Reference to false allegation not fair

Cornwall Standard Freeholder
Letters to the Editor
13 December 2007

Last June, as he was giving his testimony before the Cornwall Inquiry, Ron Leroux recanted most of the allegations contained in his now infamous affidavit.

This was before he was even cross-examined, a process which I believe would have shown his document to have been completely fabricated.

Yet your reporters continue to refer to this affidavit without reminding readers of this fact. Not only that: last week your newspaper quoted this document, referring by name to a highly respected member in our diocese as an alleged criminal. These allegations were investigated at the time and found to be unsubstantiated, a fact your reporter neglected to mention. Moreover, no complaint has ever been received by diocesan staff against this person. I have no doubt that he is completely innocent of the allegation made in the affidavit renounced by its own author. But by bringing this allegation to the attention of your readers (when, by the way, it was not even inherent to the story of the day), the Standard-Freeholder contributes to maintaining an aura of suspicion around him, keeping alive a rumour which the author of the rumour himself has discredited.

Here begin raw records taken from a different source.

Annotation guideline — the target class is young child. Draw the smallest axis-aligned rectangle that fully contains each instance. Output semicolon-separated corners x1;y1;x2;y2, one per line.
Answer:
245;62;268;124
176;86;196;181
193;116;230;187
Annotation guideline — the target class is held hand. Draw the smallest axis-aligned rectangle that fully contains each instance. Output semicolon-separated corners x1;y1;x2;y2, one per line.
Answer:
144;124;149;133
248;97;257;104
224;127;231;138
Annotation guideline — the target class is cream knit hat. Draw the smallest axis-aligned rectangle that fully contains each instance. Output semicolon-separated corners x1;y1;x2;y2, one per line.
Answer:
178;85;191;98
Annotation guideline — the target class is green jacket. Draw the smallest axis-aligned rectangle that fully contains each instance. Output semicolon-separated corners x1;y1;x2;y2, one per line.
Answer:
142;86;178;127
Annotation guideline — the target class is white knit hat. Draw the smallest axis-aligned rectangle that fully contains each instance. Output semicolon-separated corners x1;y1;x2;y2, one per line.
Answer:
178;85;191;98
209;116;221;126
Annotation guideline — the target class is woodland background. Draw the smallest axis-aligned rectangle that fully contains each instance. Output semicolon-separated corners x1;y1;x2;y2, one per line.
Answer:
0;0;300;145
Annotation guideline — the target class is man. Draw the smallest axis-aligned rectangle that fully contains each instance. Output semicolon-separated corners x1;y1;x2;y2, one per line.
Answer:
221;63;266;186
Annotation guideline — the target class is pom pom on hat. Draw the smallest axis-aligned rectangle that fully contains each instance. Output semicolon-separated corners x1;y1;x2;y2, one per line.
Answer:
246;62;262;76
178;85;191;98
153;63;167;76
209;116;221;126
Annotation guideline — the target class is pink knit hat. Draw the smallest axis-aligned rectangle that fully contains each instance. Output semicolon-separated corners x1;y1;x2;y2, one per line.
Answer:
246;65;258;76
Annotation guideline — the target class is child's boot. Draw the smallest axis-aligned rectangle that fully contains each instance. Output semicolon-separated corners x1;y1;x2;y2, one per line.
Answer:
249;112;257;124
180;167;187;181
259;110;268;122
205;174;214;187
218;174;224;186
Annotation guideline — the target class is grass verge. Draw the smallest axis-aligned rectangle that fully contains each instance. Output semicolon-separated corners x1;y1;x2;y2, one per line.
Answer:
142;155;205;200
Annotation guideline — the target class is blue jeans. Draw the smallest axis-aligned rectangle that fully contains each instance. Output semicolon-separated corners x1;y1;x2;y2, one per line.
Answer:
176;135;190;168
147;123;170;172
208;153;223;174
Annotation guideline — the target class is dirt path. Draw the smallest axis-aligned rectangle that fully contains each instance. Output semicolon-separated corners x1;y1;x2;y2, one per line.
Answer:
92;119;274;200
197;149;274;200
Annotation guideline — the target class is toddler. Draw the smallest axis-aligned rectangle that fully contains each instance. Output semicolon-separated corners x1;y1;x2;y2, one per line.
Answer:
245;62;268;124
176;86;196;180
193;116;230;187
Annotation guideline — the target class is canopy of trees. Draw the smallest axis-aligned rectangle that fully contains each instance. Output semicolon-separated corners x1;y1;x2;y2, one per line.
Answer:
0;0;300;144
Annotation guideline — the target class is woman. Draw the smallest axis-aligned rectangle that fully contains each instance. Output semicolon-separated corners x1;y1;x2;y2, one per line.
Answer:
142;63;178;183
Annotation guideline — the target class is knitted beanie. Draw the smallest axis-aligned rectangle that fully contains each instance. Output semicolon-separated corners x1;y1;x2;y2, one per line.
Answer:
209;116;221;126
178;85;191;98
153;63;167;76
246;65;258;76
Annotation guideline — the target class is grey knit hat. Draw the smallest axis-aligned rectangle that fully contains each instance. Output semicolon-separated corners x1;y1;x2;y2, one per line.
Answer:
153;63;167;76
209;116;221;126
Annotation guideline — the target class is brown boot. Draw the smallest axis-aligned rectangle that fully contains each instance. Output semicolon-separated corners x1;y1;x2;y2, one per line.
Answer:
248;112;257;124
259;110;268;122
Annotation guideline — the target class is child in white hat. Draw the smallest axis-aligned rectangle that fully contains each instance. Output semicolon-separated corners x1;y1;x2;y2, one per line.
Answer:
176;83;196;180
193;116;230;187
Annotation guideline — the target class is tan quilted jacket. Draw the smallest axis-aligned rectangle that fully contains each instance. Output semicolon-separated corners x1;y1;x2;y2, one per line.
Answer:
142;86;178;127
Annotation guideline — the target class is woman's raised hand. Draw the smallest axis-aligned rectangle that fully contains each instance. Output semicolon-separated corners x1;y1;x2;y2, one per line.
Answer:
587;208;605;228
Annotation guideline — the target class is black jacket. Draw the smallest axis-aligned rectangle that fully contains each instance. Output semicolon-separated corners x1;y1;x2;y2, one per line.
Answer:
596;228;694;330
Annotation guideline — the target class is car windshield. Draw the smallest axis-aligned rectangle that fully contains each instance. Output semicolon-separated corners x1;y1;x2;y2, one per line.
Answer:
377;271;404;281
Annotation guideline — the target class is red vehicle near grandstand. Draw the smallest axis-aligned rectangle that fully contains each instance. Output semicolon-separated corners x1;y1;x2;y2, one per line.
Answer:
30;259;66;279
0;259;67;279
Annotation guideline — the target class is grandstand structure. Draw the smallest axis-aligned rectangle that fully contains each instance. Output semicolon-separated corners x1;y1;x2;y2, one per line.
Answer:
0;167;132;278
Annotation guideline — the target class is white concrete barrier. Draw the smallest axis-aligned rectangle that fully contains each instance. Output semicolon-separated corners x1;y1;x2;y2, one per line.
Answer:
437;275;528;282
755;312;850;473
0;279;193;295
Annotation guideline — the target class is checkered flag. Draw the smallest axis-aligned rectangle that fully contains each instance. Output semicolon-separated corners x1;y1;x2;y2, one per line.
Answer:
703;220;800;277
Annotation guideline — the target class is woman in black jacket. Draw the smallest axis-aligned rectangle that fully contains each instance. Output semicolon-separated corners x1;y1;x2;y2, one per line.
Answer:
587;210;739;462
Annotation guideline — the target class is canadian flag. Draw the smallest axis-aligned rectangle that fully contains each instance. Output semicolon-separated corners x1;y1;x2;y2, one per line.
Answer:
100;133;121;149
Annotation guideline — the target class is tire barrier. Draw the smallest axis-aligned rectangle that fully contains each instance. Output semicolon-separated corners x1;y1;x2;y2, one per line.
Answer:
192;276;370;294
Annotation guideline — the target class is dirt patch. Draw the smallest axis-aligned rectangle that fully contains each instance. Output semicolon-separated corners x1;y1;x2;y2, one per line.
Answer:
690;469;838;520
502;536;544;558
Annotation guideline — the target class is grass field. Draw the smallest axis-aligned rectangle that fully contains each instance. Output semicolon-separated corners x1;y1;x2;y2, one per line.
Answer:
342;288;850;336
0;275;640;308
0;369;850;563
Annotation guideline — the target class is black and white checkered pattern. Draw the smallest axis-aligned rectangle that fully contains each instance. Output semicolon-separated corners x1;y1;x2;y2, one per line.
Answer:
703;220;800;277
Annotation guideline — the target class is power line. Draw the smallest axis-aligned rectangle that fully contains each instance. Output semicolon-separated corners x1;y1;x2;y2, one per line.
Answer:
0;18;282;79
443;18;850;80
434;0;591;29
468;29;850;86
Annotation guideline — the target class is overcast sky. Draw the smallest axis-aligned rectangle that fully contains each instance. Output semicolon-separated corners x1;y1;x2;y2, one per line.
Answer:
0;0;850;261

This Cornwall Inquiry is aimed at healing. There were enough victims in the past without creating new ones. Damaging the reputations of innocent people will do nothing to heal the wounds of those who were truly hurt. It is worthy to note that Ms Mary Lynn Young, a media expert who testified before the inquiry, criticized newspaper reporting in Cornwall over the years as lacking in balance, depth and analysis. She testified that these practices directly contributed to the public's inability to sort out fact from fiction or rumour from reality. Our community needs and expects greater accuracy, fairness and balance from its only daily newspaper.